Most business plans will take one of the following shapes: Miniplan – As its name suggests, a miniplan isn’t a lengthy document.
It can be as short as two to 10 pages, as long as it covers your concept for the business, how you’ll finance and market it, and financial information such as operating expenses, cash flow, income projections and a balance sheet.
It’s a great way to lay out your concept or have basic information to show to potential partners or investors. A miniplan isn’t a substitute for a longer, full-length document.
If it’s for your own personal use, this might suffice.
A business plan will serve to get everyone on the same page as you move forward.
7) Accountability – Business plans have a fairly standardized set of components.
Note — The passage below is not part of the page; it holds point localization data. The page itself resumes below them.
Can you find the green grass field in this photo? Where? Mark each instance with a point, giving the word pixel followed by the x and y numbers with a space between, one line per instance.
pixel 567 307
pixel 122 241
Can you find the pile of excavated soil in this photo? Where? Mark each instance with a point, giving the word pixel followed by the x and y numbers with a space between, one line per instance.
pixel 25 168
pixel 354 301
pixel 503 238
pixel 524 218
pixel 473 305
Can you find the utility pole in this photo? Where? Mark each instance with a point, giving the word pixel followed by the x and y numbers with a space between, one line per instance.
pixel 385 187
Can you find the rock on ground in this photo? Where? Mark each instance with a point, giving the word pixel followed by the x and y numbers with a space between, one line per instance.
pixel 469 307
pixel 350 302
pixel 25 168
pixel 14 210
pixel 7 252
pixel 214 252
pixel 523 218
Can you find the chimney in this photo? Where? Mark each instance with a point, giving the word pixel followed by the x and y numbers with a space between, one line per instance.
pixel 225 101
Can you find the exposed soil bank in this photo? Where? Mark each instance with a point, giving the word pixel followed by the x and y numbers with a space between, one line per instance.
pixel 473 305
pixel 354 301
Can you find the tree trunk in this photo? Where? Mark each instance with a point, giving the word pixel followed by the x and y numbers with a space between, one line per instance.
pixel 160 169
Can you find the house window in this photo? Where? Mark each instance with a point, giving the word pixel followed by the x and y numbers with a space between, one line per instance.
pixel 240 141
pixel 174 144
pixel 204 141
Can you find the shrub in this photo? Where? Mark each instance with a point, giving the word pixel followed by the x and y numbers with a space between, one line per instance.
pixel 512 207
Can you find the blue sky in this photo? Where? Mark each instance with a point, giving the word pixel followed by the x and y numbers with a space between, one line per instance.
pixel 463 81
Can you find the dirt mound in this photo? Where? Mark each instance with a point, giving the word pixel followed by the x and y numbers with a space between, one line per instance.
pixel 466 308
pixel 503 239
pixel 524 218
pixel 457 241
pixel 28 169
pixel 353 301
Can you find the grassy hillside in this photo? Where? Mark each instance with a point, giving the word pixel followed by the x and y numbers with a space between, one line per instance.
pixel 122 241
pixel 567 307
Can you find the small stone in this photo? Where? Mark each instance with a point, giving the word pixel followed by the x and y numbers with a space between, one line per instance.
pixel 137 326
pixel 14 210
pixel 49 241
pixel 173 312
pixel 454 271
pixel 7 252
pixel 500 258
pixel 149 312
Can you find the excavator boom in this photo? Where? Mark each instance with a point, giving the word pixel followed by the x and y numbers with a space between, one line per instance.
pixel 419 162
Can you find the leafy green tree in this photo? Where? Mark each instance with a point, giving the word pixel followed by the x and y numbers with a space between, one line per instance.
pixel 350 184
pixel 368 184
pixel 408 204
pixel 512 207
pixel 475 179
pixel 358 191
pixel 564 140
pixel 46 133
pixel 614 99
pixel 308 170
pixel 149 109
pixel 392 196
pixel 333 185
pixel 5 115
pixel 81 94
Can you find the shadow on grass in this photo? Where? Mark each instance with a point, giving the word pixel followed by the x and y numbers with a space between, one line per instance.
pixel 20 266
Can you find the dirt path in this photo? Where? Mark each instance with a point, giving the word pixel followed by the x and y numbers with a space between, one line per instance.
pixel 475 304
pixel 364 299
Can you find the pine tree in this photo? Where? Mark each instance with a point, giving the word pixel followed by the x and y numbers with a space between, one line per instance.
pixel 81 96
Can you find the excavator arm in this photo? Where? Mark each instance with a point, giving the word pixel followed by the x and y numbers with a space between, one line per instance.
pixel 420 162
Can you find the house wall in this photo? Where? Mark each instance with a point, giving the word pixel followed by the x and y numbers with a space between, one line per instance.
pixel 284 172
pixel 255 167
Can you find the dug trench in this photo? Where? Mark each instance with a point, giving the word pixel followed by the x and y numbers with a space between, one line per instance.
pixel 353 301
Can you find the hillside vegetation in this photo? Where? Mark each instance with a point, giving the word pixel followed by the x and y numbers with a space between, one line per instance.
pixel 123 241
3) Commitment – Taking a look at expense projections, sales and revenue forecasts, and all the other dollars and cents aspects of your business will help keep you on track as you move forward, and serve as a built-in warning system if you’re not where you’re supposed to be.
4) Exploration – It’s easy to get so focused on the nuts and bolts of your business that you lose sight of the bigger picture.
Do they grasp the key issues involved with your business? Great employees will appreciate how you’ve taken the time to assess your place in the market — as will lenders and investors when you need to raise money. You understand the benefits of having a business plan and you’re committed to writing one. Some elements belong in each one, and we’ll explain each of those below, but your presentation might be completely different.
Most importantly, think about who the audience is and what the goals are for the plan.